Today, there are one billion registered mobile money accounts in 95 countries, with daily transactions totaling about $2 billion. Sub-Saharan Africa is the global leader in mobile money, with over half of all mobile money accounts. This has been made possible by the increasing use of mobile phones. Another key innovation is digital IDs, which have been implemented in several nations. Mobile money providers can onboard users at a cheap cost while adhering to local requirements thanks to these digital equivalents of passports.
ALSO READ: What is the future of Digital Euro?

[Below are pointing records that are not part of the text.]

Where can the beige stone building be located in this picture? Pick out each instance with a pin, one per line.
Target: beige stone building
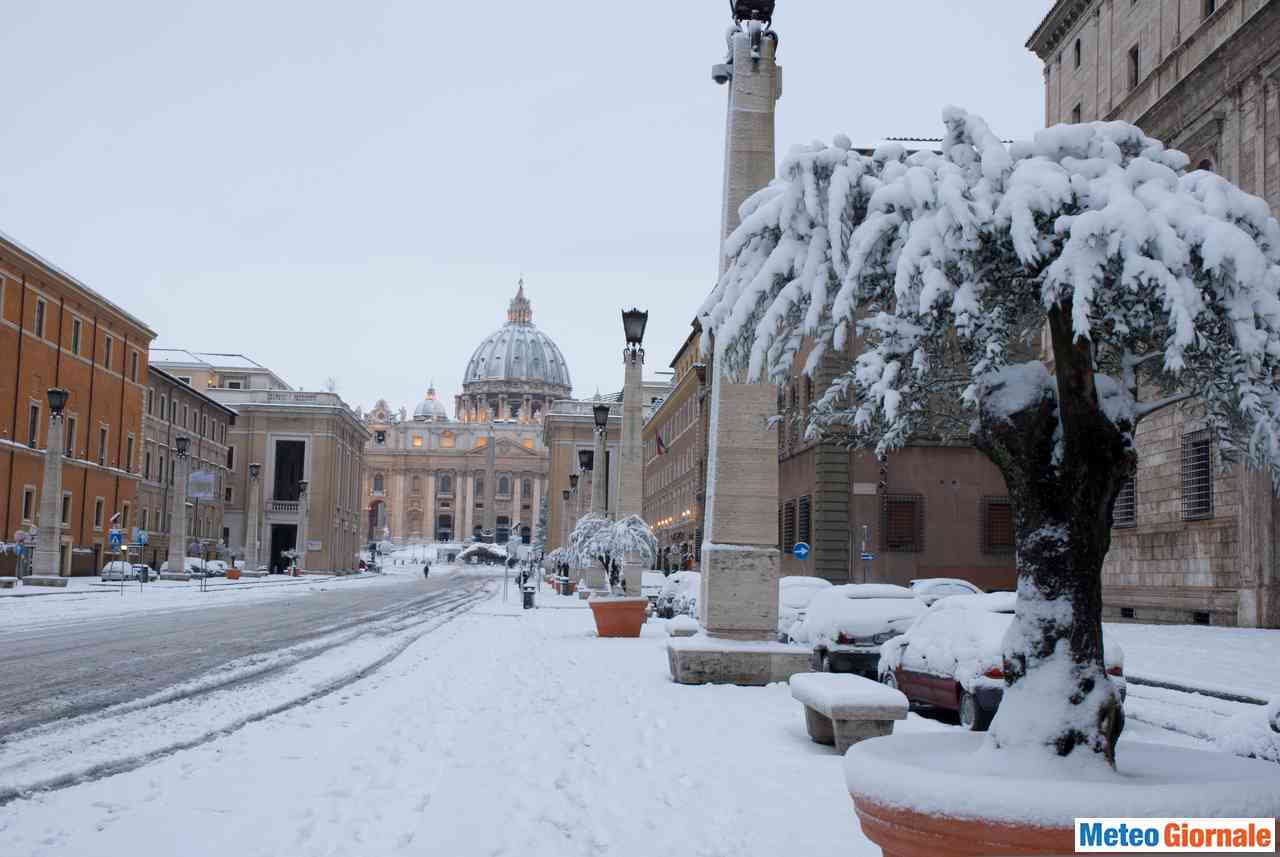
(1192, 542)
(176, 408)
(295, 436)
(483, 475)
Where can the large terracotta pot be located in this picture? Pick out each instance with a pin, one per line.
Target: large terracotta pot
(618, 617)
(951, 794)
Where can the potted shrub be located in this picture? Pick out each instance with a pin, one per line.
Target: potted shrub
(599, 540)
(1038, 301)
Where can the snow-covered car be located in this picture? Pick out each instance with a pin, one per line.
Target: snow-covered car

Improve Financial Inclusion For The Country’s 700 Islands Residents
In emerging markets, the government is also working to establish a digital payment infrastructure. The Bahamas has the world’s first central bank digital currency (a digital representation of a country’s money). The sand dollar, as it is known, would improve financial inclusion for the country’s 700 islands residents, who do not always have access to banking services such as cash machines.
Other countries aren’t far behind the United States. China’s central bank is leading the most ambitious effort. If the e-Renminbi experiment succeeds, it might enhance digitalization, innovation, and financial inclusion in one of the world’s largest and most vibrant economies, potentially inspiring other countries to do the same.